Indians continue to have positive views of the nation’s economy even though the growth parameters have plummeted to six-year lows and unemployment and price rise continue to affect common citizens, according to IANS-CVOTER State of the Nation Poll 2020. A majority of the public, 62 per cent, say that economic conditions of the world’s fifth largest economy would recover and perform better in 2020 over the conditions that prevailed in 2019. The overall mood of people seems upbeat as they welcome the dawn of the new year with renewed hope and positivity.
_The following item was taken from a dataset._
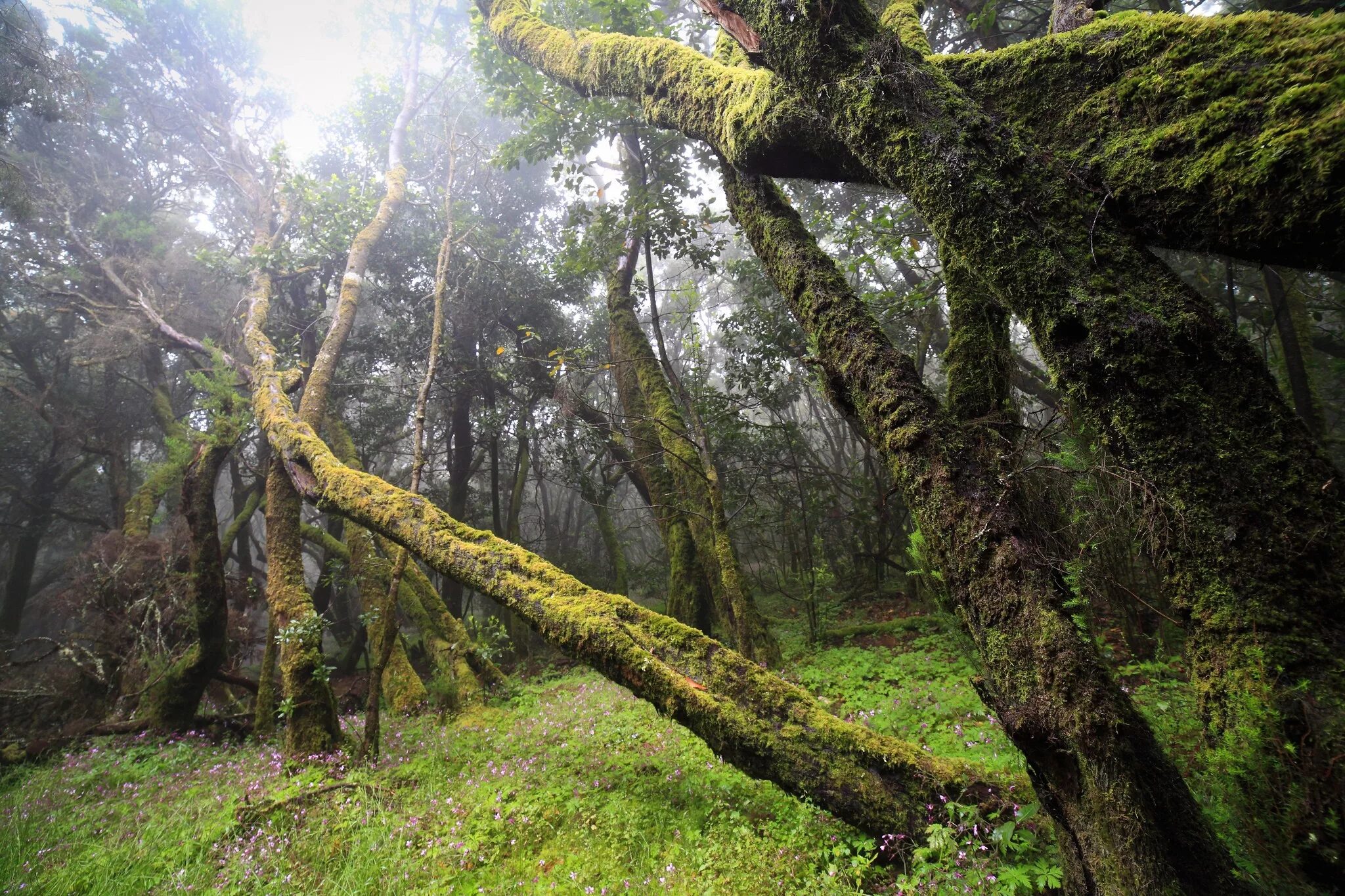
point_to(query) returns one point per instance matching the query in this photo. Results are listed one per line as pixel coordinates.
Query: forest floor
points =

On the other hand, only 23.5 per cent of the surveyed people feel that the economy would turn worse, while 14.5 per cent do not see any change going forward, showed the poll. Speaking to IANS, Yashwant Deshmukh of CVOTER said that although majority of the people are optimistic about the way things are moving on the economic front, they are concerned about rising inflation and unemployment. “Government will need to address these two issues to keep the optimism alive,” he said.
On price rise, about 34.2 per cent of the people surveyed felt that things would improve in 2020, but a majority 46.8 per cent felt that things may get worse from here on. Already the country is facing the heat of high prices of onions while inflation in other food items remain at high levels. Though the poll has indicated some pressure points in the economy, the mood remains upbeat with majority of people holding the view that overall the state of India would only improve in the new year. People have remained optimistic despite country’s GDP growth rate for the quarter-ended September falling to 4.5 per cent, the slowest in around six years. Also, the unemployment rate is at 45-year high pointing towards jobless growth. In all these, what is pinching the day-to-day activity of people is rising prices of food items.
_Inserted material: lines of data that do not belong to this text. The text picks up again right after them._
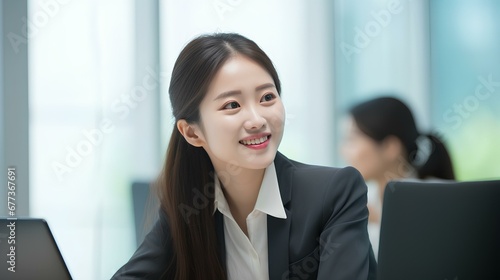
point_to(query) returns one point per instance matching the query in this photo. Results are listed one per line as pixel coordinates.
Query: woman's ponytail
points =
(431, 159)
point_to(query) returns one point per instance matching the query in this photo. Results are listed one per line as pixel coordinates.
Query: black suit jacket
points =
(323, 237)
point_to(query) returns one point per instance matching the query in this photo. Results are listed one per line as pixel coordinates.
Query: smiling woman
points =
(233, 207)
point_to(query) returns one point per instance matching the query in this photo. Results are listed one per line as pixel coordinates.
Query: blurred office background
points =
(85, 110)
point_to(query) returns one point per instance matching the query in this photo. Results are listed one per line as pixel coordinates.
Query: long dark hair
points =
(387, 116)
(186, 183)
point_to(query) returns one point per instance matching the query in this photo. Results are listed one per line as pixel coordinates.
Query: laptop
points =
(28, 251)
(445, 231)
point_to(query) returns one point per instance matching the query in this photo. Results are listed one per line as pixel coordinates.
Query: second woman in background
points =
(383, 143)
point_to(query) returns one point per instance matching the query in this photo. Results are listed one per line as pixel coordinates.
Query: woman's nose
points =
(255, 120)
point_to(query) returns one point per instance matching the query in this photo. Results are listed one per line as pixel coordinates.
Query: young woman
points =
(383, 143)
(232, 206)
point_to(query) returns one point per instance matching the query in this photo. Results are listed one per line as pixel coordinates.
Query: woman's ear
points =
(191, 132)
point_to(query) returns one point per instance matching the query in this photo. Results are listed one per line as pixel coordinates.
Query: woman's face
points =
(241, 116)
(363, 152)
With the second quarter GDP slipping to a six-year low, the Reserve Bank of India (RBI) in its December monetary policy meet also cut GDP growth forecast for the current fiscal to 5 per cent. International Monetary Fund’s (IMF) Chief Economist Gita Gopinath earlier in December said that IMF would significantly revise downwards the estimate for India’s growth in January. IMF currently projects India to grow at 6.1% in 2019 and 7% in 2020. During her recent visit to India, she had said that some high frequency indicators do not show an increase in India’s growth in the third and fourth quarters as was anticipated earlier.
“Our expectation was that the first two quarters of fiscal 2019-20 would be a slowing scenario and then there would be an uptick in the third and fourth quarter. Looking at some of the high frequency indicators we are not seeing the kind of uptick we were projecting, so this is why I mentioned that we will be revising the numbers again in January,” Gopinath said. Several sectors of the economy, ranging from retail, infrastructure, power, automobile have witnessed a massive slowdown in the past one year, and there are lurking concerns of a recession in the economy. Although the government has come up with a slew of measures in the past few months and has tried to increase the flow of liquidity into the sytem, the impact of the measures have not so far reflected well on the subdued economy.